Merlin’in Ayartılması
Edward Burne-Jones, genellikle Raphelite öncesi akımında değerlendirilir. Ne var ki çalışmalarında Sembolizm kadar Estetizmden unsurlar da kullanır. Burne-Jones’un tabloları, Avrupa boyunca Sembolist sanatçılara ilham kaynağı olmuş, onu bu akımın öncüsü hâline getirmiştir.
The Beguiling of Merlin, Merlin ve Nimue hikayesinin zirve anını betimlemekte. Genç kadın, büyücünün altında eğitim görmüş, büyü sanatının sırlarını öğrenmiştir. Merlin ona aşıkken, Nimue ona ihanet eder. Merlin’in büyü kitabını çalarak onu bir ağaca hapseder.
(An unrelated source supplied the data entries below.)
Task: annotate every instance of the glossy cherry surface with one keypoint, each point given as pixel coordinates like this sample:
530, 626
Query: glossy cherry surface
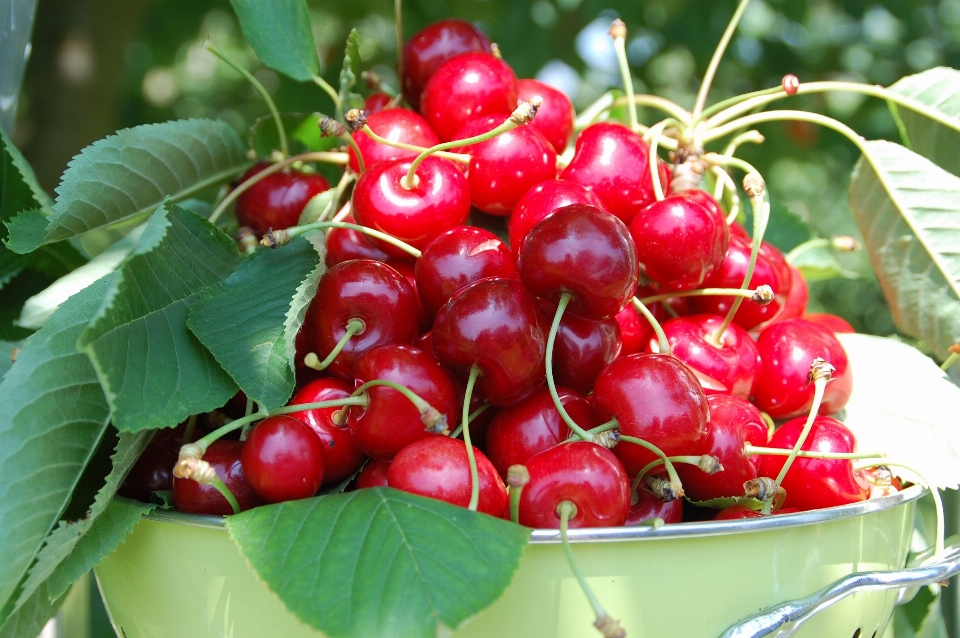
584, 473
438, 467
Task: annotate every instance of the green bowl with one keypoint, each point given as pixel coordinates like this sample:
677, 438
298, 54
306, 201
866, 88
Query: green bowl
181, 575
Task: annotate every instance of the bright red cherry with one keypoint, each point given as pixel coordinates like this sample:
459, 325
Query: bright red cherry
277, 200
502, 169
613, 162
555, 116
584, 473
466, 87
438, 467
282, 459
431, 46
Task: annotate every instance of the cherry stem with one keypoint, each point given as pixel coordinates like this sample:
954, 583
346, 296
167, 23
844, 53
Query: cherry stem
471, 456
715, 61
355, 326
565, 298
662, 341
274, 113
316, 156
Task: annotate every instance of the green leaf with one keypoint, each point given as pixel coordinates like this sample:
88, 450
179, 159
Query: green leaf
908, 211
246, 322
54, 414
938, 89
122, 179
279, 31
379, 562
154, 371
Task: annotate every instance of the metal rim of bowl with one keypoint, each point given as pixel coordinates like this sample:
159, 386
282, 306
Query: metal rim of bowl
673, 531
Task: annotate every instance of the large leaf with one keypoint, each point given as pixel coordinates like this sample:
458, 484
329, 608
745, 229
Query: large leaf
153, 369
123, 178
279, 31
379, 562
908, 210
54, 414
938, 89
249, 321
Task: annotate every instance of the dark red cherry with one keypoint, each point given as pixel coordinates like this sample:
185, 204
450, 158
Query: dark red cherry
814, 483
439, 201
581, 250
497, 325
466, 87
282, 459
584, 473
613, 162
656, 398
341, 456
679, 242
433, 45
787, 348
458, 257
367, 290
438, 467
555, 116
194, 498
504, 168
396, 125
277, 200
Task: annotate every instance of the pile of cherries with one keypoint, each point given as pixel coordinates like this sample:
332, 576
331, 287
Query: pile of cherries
405, 342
Bir başka femme fatale fakat bu seferki bir büyücü. Victoria dönemi insanlarına göre büyücüler, eğitim görmüş kadını temsil ederdi. Nimue gibi öyküleri, eğitilmiş bir kadının topluma karşı oluşturduğu tehditleri göstermek için kullanmışlardır.
Laus Veneris
Burne-Jones’un bir başka çalışması da Alman destanı olan Tannhäuser’den uyarlanmıştır. Destana göre şövalye Tannhäuser, Venusberg’de Venüs’ü evinde bulmuş ve kendini dünyevi zevklerden oluşan bir hayata bırakmış. Daha sonra bunun pişmanlığı ile günah çıkartmak için Roma’ya gitmiş. Papa onunla dalga geçerek ona ‘affedilme şansının papalığın çiçek açması kadar olduğunu’ söylemiş. Şövalye harap halde Venüs’e geri dönmüş. Nasıl olduysa üç gün sonra papalığın mucizevi bir biçimde çiçek açtığının haberi gelmiş. Hemen bir arama grubu kurulmuş ama çok geç kalmışlar, Tannhäuser’den bir daha haber alınamamış.
Tablonun Latince ismi ‘Venüs’ten Övgü’ anlamına gelir. Bu çalışmada Burne-Jones, şatafatlı ve şehvetli bir hava yaratmıştır. Tabloda Venüs, dört müzisyen tarafından eğlendirilirken yorgun bir hâlde dinlenir vaziyette resmedilmiş. Çevresini seyrederken dalgınca elini saçlarından geçiriyor. Müzisyenlerin hemen arkasında, açık pencereden askerlerin Tannhäuser’i nafile arayışını görebiliyoruz.